In other parts of the world, grief looks very different. Funerals are solemn and shrouded in black, and after the service, the person is rarely spoken of again. You are not encouraged to “drag it out”. Open emotion is frowned upan — a “stiff upper lip” is the norm. For many Irish and British people, not crying at a funeral was seen as a badge of honour. Alcohol might encourage more emotion at a wake, but the booze could be blamed the following day. But when we silence grief, it doesn’t disappear; it lingers. The ghosts we avoid become the ones that live inside us. Ghostly costumes were created initially to trick the old spirits in not finding the living. How many of us are still running from our past, unable to face the effects of our darkest experience?

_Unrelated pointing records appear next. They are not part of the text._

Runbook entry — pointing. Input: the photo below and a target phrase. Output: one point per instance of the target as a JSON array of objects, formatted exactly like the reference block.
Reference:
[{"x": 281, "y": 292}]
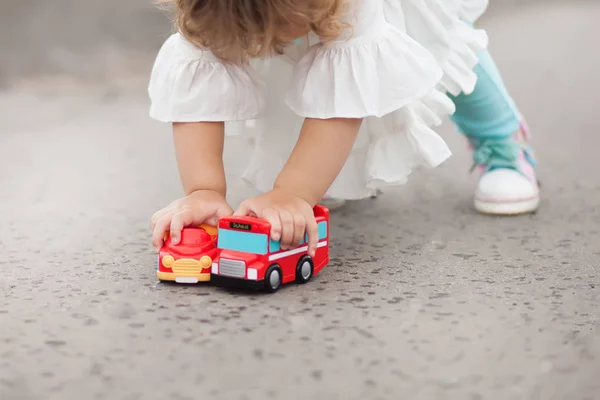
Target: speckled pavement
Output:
[{"x": 424, "y": 299}]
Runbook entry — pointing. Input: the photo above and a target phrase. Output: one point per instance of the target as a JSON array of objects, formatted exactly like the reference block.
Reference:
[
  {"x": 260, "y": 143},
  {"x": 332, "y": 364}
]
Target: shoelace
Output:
[{"x": 496, "y": 153}]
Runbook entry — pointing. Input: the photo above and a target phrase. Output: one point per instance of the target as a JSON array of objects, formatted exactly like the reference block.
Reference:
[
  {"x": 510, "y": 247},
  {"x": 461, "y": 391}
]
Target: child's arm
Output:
[
  {"x": 317, "y": 159},
  {"x": 199, "y": 151}
]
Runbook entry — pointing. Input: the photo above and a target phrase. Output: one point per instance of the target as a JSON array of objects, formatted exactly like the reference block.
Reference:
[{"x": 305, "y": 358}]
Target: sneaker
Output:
[{"x": 508, "y": 184}]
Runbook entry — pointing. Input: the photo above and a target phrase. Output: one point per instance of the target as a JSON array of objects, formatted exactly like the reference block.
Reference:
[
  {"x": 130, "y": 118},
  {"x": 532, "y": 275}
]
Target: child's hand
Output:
[
  {"x": 199, "y": 207},
  {"x": 291, "y": 217}
]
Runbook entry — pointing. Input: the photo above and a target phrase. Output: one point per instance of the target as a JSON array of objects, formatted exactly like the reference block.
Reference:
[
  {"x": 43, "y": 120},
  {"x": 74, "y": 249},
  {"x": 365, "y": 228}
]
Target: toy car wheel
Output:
[
  {"x": 304, "y": 270},
  {"x": 273, "y": 279}
]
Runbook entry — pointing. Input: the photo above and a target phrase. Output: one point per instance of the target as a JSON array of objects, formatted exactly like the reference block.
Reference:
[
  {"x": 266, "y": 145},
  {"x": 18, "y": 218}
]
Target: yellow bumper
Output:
[{"x": 169, "y": 276}]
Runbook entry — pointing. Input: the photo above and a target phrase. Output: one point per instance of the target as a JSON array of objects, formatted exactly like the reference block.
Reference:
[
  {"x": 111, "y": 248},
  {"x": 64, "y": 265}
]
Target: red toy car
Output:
[
  {"x": 249, "y": 258},
  {"x": 189, "y": 261}
]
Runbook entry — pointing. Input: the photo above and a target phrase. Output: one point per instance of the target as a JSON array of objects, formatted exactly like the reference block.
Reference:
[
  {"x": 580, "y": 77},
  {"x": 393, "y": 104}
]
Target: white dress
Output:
[{"x": 393, "y": 68}]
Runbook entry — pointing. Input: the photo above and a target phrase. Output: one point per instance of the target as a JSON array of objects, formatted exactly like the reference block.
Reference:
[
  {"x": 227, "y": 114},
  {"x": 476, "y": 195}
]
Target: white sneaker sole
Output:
[{"x": 507, "y": 208}]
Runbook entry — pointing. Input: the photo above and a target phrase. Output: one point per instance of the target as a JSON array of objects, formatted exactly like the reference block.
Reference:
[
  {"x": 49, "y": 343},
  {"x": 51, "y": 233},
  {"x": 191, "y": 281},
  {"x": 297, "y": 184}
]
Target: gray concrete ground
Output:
[{"x": 424, "y": 299}]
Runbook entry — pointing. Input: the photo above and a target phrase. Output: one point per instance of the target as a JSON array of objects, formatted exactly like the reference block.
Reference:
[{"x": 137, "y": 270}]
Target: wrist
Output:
[
  {"x": 221, "y": 191},
  {"x": 297, "y": 190}
]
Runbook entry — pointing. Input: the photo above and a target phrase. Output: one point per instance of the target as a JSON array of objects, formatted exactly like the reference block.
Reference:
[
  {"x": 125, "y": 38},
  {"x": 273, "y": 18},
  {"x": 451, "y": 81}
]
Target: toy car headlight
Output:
[
  {"x": 206, "y": 262},
  {"x": 168, "y": 261}
]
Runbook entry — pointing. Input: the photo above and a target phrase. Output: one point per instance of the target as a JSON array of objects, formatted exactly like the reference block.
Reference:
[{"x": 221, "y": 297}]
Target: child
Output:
[{"x": 363, "y": 82}]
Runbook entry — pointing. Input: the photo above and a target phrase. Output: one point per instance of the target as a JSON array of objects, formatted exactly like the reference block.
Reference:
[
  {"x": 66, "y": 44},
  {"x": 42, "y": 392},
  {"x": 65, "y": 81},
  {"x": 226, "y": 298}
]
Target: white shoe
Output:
[
  {"x": 506, "y": 192},
  {"x": 511, "y": 190}
]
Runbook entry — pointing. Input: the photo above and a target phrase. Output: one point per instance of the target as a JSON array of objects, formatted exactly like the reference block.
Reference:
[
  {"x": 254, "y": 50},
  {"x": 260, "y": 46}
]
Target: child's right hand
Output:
[{"x": 199, "y": 207}]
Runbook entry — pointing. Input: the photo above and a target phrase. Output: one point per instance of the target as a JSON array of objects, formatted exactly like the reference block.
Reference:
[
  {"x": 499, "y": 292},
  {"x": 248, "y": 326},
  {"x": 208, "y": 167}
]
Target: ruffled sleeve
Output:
[
  {"x": 374, "y": 70},
  {"x": 191, "y": 85}
]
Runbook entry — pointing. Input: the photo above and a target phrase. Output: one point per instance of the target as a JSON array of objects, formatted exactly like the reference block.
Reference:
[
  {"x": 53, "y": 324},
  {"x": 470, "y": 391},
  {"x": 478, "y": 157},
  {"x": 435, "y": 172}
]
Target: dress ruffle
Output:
[
  {"x": 191, "y": 85},
  {"x": 396, "y": 78},
  {"x": 371, "y": 78}
]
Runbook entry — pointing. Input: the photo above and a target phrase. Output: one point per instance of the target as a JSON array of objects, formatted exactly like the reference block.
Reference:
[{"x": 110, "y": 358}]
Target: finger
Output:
[
  {"x": 299, "y": 229},
  {"x": 287, "y": 229},
  {"x": 272, "y": 217},
  {"x": 244, "y": 209},
  {"x": 222, "y": 211},
  {"x": 181, "y": 220},
  {"x": 158, "y": 234},
  {"x": 313, "y": 235}
]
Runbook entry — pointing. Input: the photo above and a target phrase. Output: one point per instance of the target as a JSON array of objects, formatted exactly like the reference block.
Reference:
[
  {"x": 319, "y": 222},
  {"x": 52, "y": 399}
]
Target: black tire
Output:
[
  {"x": 272, "y": 284},
  {"x": 305, "y": 270}
]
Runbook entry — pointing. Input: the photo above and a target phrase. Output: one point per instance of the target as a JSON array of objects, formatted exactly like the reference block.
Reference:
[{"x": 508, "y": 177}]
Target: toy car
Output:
[
  {"x": 248, "y": 258},
  {"x": 189, "y": 261}
]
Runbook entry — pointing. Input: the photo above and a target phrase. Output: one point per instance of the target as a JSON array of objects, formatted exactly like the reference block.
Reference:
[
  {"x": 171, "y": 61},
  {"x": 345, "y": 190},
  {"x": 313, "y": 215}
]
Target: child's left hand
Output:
[{"x": 290, "y": 216}]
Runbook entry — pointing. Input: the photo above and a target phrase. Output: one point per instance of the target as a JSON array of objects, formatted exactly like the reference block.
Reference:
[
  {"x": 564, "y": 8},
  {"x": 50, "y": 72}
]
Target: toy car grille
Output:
[{"x": 234, "y": 269}]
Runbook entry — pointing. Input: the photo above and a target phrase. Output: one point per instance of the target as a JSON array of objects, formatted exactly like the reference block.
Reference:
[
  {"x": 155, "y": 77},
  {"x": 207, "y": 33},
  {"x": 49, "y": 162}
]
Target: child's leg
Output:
[{"x": 492, "y": 123}]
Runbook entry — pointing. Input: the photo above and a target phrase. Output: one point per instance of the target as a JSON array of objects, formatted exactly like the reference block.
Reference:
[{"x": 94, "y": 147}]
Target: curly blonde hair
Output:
[{"x": 239, "y": 30}]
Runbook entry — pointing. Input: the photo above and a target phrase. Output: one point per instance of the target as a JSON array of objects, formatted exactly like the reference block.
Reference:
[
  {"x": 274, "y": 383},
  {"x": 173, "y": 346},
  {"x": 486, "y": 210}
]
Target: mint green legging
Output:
[{"x": 489, "y": 112}]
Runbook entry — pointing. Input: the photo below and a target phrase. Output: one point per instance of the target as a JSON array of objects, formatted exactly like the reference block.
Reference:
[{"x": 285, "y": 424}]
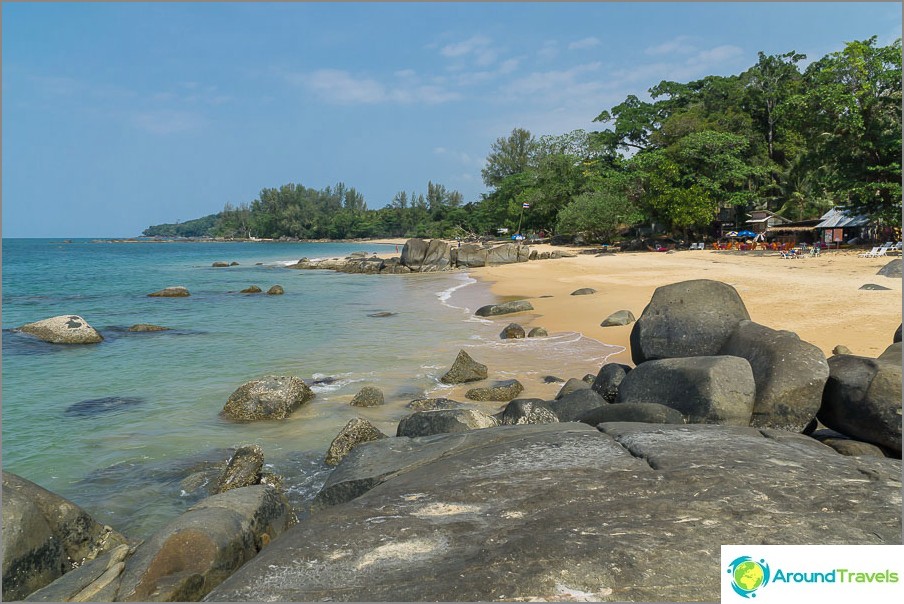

In Irish Celtic folklore, ghosts and monsters often reflected the unspoken terrors of the time — famine, disease, and the darkness within human nature. The Celts initiated Samhain, what is now known as All Hallows’ Eve, to ritualise the cycle of death and rebirth — the death of each summer and harvest, and the birth of a new year and new crops. Tales such as Abhartach, the blood-drinking revenant, or Dearg Due, the woman who drained men of life, symbolised power, fear, and repression. Centuries later, Bram Stoker transformed these myths into Dracula, a man who preyed on innocence and empathy. Modern psychologists, including Carl Jung, borrowed that image to describe the dynamic between the empath and the narcissist — where unchecked need and a lack of boundaries drain compassion until nothing remains.
Oscar Wilde’s novel The Picture of Dorian Gray carried a similar message: what we refuse to face within ourselves becomes the source of our decay. In therapy, we might call this “shadow work” — learning to acknowledge the darker parts of ourselves instead of denying them. When we accept our contradictions — grief and joy, rage and tenderness — we move closer to authenticity and self-acceptance.
Our fascination with these archetypes lives on in modern retellings, such as Nicolas Cage in Renfield, where Dracula’s familiar struggles against remaining in an abusive, codependent relationship. Guillermo del Toro’s new Frankenstein on Netflix also attests to our continued inner conflict in striving for perfection, at any cost.
Perhaps that’s the real invitation of Halloween. Beyond the plastic pumpkins lies a chance to face the parts of ourselves we’ve buried — the unspoken losses, the relationships that still haunt us, the beliefs we cling to out of fear. In grief therapy, trauma counselling and integrative psychotherapy, this act of acknowledgement is often the beginning of healing.
So if there’s something in your life that feels undead — a memory, a relationship, or a self-belief that keeps resurfacing — maybe this is the year to face it. Hold it to the light, face it in the mirror. Like Dracula, our shadows only survive in darkness.